Unlike other languages, the Java virtual machine is hardware-independent. Concurrency is handled by external libraries (such as Python and JavaScript). Java includes this in its API and can be used at any time by processes that need coordination. The java memory model is designed to allocate the three essential components: the language, the compiler, and the API to offer concurrent operations and sharing cases.
5- High performance
Many languages and platforms have adopted the virtual machine and Java was not the first. Smalltalk is a language with a virtual machine that was created long before Java was invented!
So, why is Java better? In summary, the JVM is the most complete of any application: it is cross-platform, open-source, very fast, checks byte code for security, the language type is both dynamic and static, automatic memory management and it is tune to execution.
6- The Bytecode
Bytecode allows the java compiler to express instructions in the format that is directly understandable by the virtual machine.
Bytecode is a series of instructions generated by the JVM and it can run on multiple operating systems by a Java virtual machine. The programmer does not need to understand the bytecode.
7- Smart IDEs
It took a while for IDEs to become as good as they are today. At the time, software development was different. People wrote the code with notepad or Notepad. But, when you're writing a complex program, you need a more powerful tool.

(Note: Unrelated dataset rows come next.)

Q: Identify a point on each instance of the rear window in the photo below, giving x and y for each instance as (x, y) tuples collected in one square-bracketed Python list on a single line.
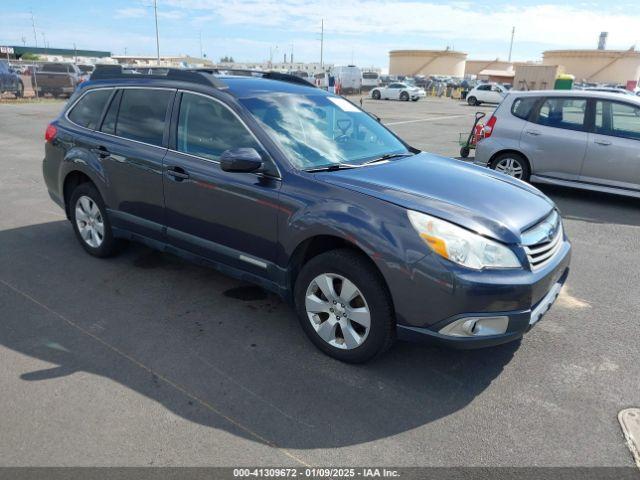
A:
[(142, 115), (522, 107), (567, 113), (88, 110)]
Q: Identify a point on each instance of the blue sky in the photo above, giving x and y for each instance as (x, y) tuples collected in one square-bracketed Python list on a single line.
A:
[(361, 30)]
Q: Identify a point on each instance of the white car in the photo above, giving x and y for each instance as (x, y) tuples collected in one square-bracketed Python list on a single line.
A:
[(486, 93), (398, 91)]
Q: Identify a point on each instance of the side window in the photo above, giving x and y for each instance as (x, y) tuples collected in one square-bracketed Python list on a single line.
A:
[(109, 123), (567, 113), (618, 119), (522, 107), (88, 111), (206, 128), (142, 115)]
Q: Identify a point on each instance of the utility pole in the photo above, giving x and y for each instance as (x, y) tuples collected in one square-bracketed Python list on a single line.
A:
[(321, 42), (513, 32), (155, 13), (33, 24)]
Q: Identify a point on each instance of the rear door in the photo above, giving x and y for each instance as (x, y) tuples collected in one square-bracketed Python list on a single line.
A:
[(131, 147), (613, 151), (555, 138), (227, 217)]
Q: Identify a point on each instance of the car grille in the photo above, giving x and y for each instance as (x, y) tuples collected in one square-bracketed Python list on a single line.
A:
[(542, 242)]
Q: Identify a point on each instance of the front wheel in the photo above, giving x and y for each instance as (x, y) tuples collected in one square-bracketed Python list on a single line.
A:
[(512, 164), (344, 307)]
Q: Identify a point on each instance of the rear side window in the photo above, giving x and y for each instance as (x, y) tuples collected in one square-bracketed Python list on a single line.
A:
[(522, 107), (206, 128), (88, 111), (618, 119), (142, 115), (567, 113)]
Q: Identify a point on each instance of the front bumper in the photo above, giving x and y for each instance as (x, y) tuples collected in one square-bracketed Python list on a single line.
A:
[(521, 297)]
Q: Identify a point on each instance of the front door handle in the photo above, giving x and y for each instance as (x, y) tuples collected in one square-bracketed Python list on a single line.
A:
[(101, 151), (177, 173)]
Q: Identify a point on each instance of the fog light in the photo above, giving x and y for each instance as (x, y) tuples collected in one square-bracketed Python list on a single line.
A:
[(476, 326)]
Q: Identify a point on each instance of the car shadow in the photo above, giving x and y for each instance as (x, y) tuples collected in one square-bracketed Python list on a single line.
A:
[(213, 350), (594, 207)]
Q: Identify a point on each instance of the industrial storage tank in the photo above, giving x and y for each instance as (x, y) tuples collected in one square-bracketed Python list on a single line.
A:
[(427, 62), (474, 67), (602, 66)]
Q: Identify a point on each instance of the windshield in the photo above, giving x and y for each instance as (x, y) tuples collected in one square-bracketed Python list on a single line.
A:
[(321, 130)]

When IBM released Eclipse for free in open-source, all commercial IDEs had a drop in sales. Today, in 2015, we have three large, fully integrated IDEs: NetBeans, Eclipse, and IntelliJ IDEA. Projects have become more heterogeneous and management tools like Maven are fully integrated, making it easy for developers to collaborate on a project with different tools.
Today, you have free open-source access to add features to the IDE like plugins. It is a great advantage that these advanced tools are freely available to anyone who wants to develop software.
8- Profiling tools
there is a proverb: measure before you jump. The worst thing you can do is try to fix performance issues based on assumptions. You may either make things worse or waste time. You go to the code and search and search again to optimize and find the cause that created the problem without finding it.
So, how do you measure? The answer is that the Java platform makes it easy. JDK itself contains measurement tools and you can know exactly where the bottleneck is by measuring every aspect of your JVM. You don't have to guess, you see how powerful this tool is?
9- Backwards compatibility
Since the release of Java, the applications that were compiled at the time are still executable in new versions. These applications are not running on the same infrastructure, each time on the latest version of the JVM. You don't have to rewrite or recompile your program, all you need to do is copy the old JAR file and run your application again. There is no need to check the version number or if the features are compatible. It's really nice, you just have to copy and paste!
10- Maturity and innovation
The availability of intelligent IDEs, compatible platforms, a vast Java API, a large open-source community, and a language that has been designed to be re-adaptable, makes Java the perfect tool for teamwork. It allows people to interact with each other and programmers to edit the code easily. It also allows people to contribute and create complex solutions that require a long development time but also a long period of use.
20 years has been cast, Java seems to be improved and adapted, while keeping its stability and compatibility. Obviously, this means that it is slowly and carefully improving. Today, we have arrived at the latest and most stable version of Java 8, which encompasses all the features that energize the language and the platform. Java 8 is a big step forward and the perfect example that combines maturity and innovation.